Something unique about Zuckerberg is that when creating the company of Facebook, he was sure to make himself the primary shareholder with 57% of the stock.  This caused many problems when the company Facebook finally went public, and shareholders were upset at dropping stock prices.  However, Zuckerberg insisted that he has never been interested in short-term profits.  His only interest was in the long term good of the Facebook site.  He wanted to continue to connect people all over the world, regardless of if that meant making money or not.  He set up the company with himself as the primary shareholder so that any major decisions would always be up to him, and so that he would not have to listen to the requests of those shareholders who were only interested in turning a profit.
Zuckerberg is a prime example of the sort of creative thinking that Weisberg was describing in his article ”Creative Problem Solving”.  Zuckerberg saw the lack of available communication between people as a problem, so he came up with something that he thought was a valid solution.  Though his idea started on the smaller scale of simply connecting students at his college to one another, when the site began to expand he noticed that if it continued to rapidly expand he may have issues with shareholders in the future.  In much the same way, he came up with a creative solution to this problem as well by having the foresight to organize the company in a way that would give him the power that he wanted no matter what happened to the company in the future.  
Today, it is often said that Facebook is on the decline.  There are now so many different ways for people to interact with one another, that Facebook is no longer the novelty that it once was.  However, with Zuckerberg as the CEO, it seems likely that he may come up with another creative solution to keep improving the site, and accomplishing his goal of connecting people across the world.  
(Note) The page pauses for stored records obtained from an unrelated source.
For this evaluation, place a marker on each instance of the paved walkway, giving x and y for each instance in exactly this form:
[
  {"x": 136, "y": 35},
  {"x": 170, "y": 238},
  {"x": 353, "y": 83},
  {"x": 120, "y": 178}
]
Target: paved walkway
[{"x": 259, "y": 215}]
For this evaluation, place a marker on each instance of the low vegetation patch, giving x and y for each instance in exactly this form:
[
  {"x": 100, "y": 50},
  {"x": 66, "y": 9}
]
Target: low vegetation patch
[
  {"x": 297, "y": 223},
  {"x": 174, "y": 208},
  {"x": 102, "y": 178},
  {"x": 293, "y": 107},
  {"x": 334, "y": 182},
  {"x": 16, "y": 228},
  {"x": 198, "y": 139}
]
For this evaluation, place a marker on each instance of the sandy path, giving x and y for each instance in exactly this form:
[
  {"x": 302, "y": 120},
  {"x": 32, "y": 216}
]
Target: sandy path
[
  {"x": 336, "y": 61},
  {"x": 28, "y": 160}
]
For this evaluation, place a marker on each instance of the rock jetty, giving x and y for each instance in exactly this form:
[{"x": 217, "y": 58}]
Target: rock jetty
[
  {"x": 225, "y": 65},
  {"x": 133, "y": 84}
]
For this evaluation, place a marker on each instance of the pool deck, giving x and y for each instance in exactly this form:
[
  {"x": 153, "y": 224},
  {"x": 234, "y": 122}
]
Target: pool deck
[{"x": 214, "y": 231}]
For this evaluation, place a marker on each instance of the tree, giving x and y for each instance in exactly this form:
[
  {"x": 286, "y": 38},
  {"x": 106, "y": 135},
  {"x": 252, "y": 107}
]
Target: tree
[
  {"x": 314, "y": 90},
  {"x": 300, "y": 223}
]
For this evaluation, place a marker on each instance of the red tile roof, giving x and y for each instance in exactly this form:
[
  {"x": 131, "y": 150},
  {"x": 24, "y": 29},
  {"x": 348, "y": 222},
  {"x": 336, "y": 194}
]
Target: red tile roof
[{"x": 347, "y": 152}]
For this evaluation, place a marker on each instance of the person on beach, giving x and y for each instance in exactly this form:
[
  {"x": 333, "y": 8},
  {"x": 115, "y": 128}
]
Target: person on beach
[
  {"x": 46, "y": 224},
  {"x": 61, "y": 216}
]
Weisberg: Weisberg, R.W. (1993).  Chapter 4: Creative problem solving. Creativity: Beyond 
the myth of genius.  New York: Freeman. 

1 comment:

  1. I really enjoyed this post, and I feel it is very applicable to Weisberg's article as you stated. Zuckerberg saw a problem and had a dream (or goal as Weisberg calls it) of connecting people all over the world, and used his creative genius in order to solve the problem and ultimately achieve his goal. I also liked how you described how his sole interest is connecting people all over the world as Facebook provides the potential to do, and that he is not as concerned with short-term, personal gain. Because, I feel in the movie, The Social Network, he is portrayed as a selfish money hungry individual to such an extent that he screwed over his best friend.